Este estudo trata-se de um relato de experiência sobre a adaptação do Programa de Desenvolvimento Interpessoal G10 para a modalidade on-line, ante as medidas relacionadas ao distanciamento social em decorrência da covid-19.

Participantes dos grupos

Foram realizados três grupos on-line, cada um com média de seis a sete participantes, totalizando 22 participantes, sendo estes em sua maioria do sexo feminino e com idades variando entre 21 e 61 anos. Quanto à questão ocupacional, os participantes relataram ser profissionais liberais (n = 8), professores (n = 10) e estudantes (n = 4). Apenas 14 participantes preencheram os instrumentos na reavaliação.

Instrumentos

Os instrumentos utilizados para avaliação e realização dos participantes foram:

• Questionário sociodemográfico para coleta de dados como sexo, idade, escolaridade, estado civil, profissão, entre outros;

• Depression Anxiety and Stress Scale (DASS-21) (Lovibond & Lovibond, 1995) - Short Form. A DASS-21, adaptada e validada para a população brasileira por Vignola e Tucci (2014), se divide em três subescalas do tipo Likert, de quatro pontos, totalizando 21 perguntas. Cada subescala é composta por sete itens, destinados à avaliação de depressão, ansiedade e estresse. O resultado é obtido pela soma dos escores dos sete itens para cada uma das três subescalas. Ao final, a escala fornece três notas, uma para cada subescala, em que o mínimo é "0" e o máximo "21". Foi utilizada a escala DASS-21 para avaliação e reavaliação dos participantes, com o objetivo de acompanhá-los em relação a ansiedade, estresse e depressão, bem como a fim de verificar os efeitos provocados pela intervenção sobre esses sintomas.

Intervenção

O programa G10 on-line faz parte do Programa de Desenvolvimento Interpessoal G10, do Grupo de Pesquisa "Avaliação e Atendimento em Psicoterapia Cognitiva e Comportamental" (GAAPCC), do Programa de Pós-graduação em Psicologia da Pontifícia Universidade Católica do Rio Grande do Sul (PUCRS).

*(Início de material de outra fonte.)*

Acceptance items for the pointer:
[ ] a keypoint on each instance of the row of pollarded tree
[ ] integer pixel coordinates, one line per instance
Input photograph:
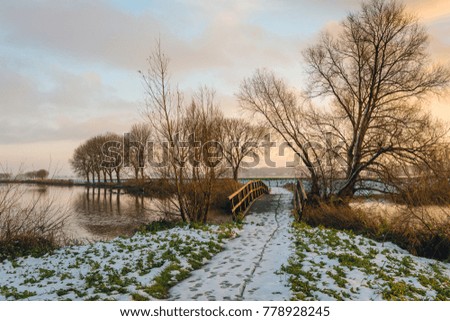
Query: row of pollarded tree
(238, 138)
(375, 73)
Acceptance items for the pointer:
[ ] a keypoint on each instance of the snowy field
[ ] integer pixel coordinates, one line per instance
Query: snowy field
(334, 265)
(142, 267)
(249, 268)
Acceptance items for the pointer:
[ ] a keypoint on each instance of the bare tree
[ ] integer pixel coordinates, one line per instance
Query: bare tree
(239, 139)
(88, 159)
(284, 110)
(377, 70)
(140, 135)
(42, 173)
(185, 128)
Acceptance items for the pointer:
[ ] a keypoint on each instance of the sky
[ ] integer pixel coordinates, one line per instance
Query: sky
(69, 68)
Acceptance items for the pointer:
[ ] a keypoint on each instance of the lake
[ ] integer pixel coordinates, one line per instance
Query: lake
(95, 213)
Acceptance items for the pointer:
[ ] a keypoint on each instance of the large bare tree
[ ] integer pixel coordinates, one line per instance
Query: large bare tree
(375, 73)
(377, 70)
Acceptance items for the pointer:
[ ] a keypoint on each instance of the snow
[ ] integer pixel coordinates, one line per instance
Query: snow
(111, 270)
(249, 268)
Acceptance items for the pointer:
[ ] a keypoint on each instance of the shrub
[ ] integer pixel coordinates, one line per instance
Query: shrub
(412, 228)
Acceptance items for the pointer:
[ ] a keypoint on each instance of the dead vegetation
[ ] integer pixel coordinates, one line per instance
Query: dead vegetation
(31, 229)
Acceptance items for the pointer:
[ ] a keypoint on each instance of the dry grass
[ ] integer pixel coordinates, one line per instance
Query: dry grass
(31, 229)
(423, 190)
(413, 228)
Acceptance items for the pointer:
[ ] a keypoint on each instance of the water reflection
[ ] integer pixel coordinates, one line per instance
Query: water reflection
(95, 213)
(106, 213)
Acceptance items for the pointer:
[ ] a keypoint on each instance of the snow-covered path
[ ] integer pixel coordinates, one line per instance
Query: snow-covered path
(249, 267)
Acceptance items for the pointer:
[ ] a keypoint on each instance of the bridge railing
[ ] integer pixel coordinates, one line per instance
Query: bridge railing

O programa G10 tem por objetivo promover o desenvolvimento pessoal e social, ampliando o olhar dos indivíduos sobre si mesmos e sobre a comunidade na qual vivem, fortalecendo os vigores psíquicos de cada participante, bem como do grupo como um todo. Visando o desenvolvimento intrapessoal e interpessoal dos participantes, durante os encontros são utilizadas técnicas cognitivo-comportamentais (como identificação de pensamentos automáticos), ampliação do repertório e estratégias de enfrentamento, treinamento de habilidades e técnicas sobre empatia, assertividade e mindfulness. O modelo cognitivo também foi parte fundamental dos encontros. A forma como as pessoas se sentem emocionalmente e a forma como se comportam podem ser mediadas pelo processamento cognitivo de como percebem ou interpretam os eventos (Beck, 2013). Pensamentos disfuncionais, distorções cognitivas e suas crenças subjacentes estão diretamente associados ao sofrimento psicológico e à psicopatologia (Knapp & Beck, 2008). Assim, seguindo os pressupostos da TCC, o programa G10 tem como um de seus objetivos oferecer aos participantes uma compreensão do funcionamento humano.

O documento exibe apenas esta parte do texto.